Saturday, November 06, 2010

Language

Although I use Google Translate all the time, it's a shame that Google is still pursuing an approach to natural language processing that should have been abandoned in the late 1950's, after the publication of Syntactic Structures.

Google is stuck in the idea that a corpus, minced through a decision procedure, can somehow provide automated natural language capabilities, before we've successfully understood the biology of language! It's like assuming that lots of observations of objects moving will somehow provide you a theory of gravitation.

As a result, Google Translate just doesn't work. The reason it's still useful is that we have this rich biological mechanism available to us, mostly subconscious, that can make corrections and fill in the gaps.

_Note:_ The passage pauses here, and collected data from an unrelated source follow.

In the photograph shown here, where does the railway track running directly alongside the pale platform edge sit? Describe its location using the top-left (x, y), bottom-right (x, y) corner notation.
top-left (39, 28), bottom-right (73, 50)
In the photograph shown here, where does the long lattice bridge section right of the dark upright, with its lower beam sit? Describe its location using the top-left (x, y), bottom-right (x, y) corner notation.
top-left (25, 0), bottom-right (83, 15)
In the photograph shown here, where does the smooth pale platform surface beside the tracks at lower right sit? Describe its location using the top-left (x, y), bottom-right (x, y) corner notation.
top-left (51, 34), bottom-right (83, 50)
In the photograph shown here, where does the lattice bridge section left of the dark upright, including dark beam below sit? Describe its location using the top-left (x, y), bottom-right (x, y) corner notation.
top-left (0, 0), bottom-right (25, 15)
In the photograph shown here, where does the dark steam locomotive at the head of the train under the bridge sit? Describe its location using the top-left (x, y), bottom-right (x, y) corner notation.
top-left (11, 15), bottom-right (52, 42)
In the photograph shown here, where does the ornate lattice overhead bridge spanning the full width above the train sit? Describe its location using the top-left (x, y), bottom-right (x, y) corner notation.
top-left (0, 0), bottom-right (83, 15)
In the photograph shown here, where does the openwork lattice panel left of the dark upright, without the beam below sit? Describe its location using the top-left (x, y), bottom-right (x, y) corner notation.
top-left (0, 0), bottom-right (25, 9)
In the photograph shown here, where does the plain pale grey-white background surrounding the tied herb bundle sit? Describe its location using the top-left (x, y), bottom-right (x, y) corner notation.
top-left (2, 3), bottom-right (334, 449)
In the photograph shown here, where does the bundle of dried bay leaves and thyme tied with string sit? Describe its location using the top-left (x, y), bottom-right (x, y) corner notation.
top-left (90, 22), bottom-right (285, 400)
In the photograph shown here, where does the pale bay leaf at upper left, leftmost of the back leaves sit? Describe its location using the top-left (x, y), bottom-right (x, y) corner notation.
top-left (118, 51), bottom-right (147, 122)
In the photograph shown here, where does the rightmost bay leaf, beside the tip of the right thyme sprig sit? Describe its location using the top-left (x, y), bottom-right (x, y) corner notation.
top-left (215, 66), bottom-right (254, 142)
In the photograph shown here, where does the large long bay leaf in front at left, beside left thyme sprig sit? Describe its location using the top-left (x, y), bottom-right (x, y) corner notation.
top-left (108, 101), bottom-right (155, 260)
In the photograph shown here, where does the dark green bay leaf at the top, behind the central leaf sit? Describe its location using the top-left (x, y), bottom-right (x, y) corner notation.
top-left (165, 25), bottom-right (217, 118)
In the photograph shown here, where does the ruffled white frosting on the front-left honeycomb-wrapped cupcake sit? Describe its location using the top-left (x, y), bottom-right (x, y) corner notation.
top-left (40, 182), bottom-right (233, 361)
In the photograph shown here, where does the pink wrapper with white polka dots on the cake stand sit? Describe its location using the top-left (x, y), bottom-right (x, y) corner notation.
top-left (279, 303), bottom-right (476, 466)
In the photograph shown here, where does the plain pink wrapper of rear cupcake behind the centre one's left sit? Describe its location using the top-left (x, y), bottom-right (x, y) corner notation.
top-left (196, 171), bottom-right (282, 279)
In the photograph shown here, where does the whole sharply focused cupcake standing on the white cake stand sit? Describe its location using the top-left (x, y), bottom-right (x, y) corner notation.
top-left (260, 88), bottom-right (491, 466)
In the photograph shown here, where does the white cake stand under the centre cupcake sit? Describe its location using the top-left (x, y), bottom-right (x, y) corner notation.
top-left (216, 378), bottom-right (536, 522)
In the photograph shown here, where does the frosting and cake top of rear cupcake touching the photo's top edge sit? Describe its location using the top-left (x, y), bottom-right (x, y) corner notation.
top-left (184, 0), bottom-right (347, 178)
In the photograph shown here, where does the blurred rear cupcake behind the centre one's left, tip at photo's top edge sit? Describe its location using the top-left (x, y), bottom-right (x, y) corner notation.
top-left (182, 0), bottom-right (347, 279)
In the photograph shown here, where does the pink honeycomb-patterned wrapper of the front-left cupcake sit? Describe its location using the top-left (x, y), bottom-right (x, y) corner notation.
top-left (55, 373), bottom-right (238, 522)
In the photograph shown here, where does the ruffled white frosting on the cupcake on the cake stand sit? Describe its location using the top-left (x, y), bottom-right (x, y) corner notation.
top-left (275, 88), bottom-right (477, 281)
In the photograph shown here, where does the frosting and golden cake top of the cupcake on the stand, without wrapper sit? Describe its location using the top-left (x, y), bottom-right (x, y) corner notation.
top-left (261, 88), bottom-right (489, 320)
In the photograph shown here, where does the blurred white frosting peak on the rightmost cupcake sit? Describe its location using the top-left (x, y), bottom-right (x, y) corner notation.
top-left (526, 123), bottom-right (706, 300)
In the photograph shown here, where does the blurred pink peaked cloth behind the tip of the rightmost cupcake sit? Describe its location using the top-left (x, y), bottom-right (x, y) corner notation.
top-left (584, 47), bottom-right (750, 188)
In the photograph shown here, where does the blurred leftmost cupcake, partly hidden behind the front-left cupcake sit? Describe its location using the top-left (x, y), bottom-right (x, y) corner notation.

Type anything into Google Translate, then translate back the results. It's very rare that you'll get anything equivalent to your original. It has something like a 99% failure rate, for me.

So I type:

I wonder if this will ever work?

Google Translate renders this into French:

Je me demande si cela va fonctionner?

... which is already wrong, but to complete the exercise, switch the translation and you get:

I wonder if this will work?

Don't get me wrong: Google Translate is a useful tool. But, honestly, Google, you cannot get from here to real automated translation, if you're relying upon the techniques of statistical analysis. You need a real computational theory of language, a device that, for language L, to quote Chomsky in 1956, "generates all the grammatical sentences of L and none of the ungrammatical ones". This is an incredibly tough problem: there are no statistical shortcuts. It cannot be done unless you start to keep up with the biologists of language. These linguists have made much progress over the last 54 years.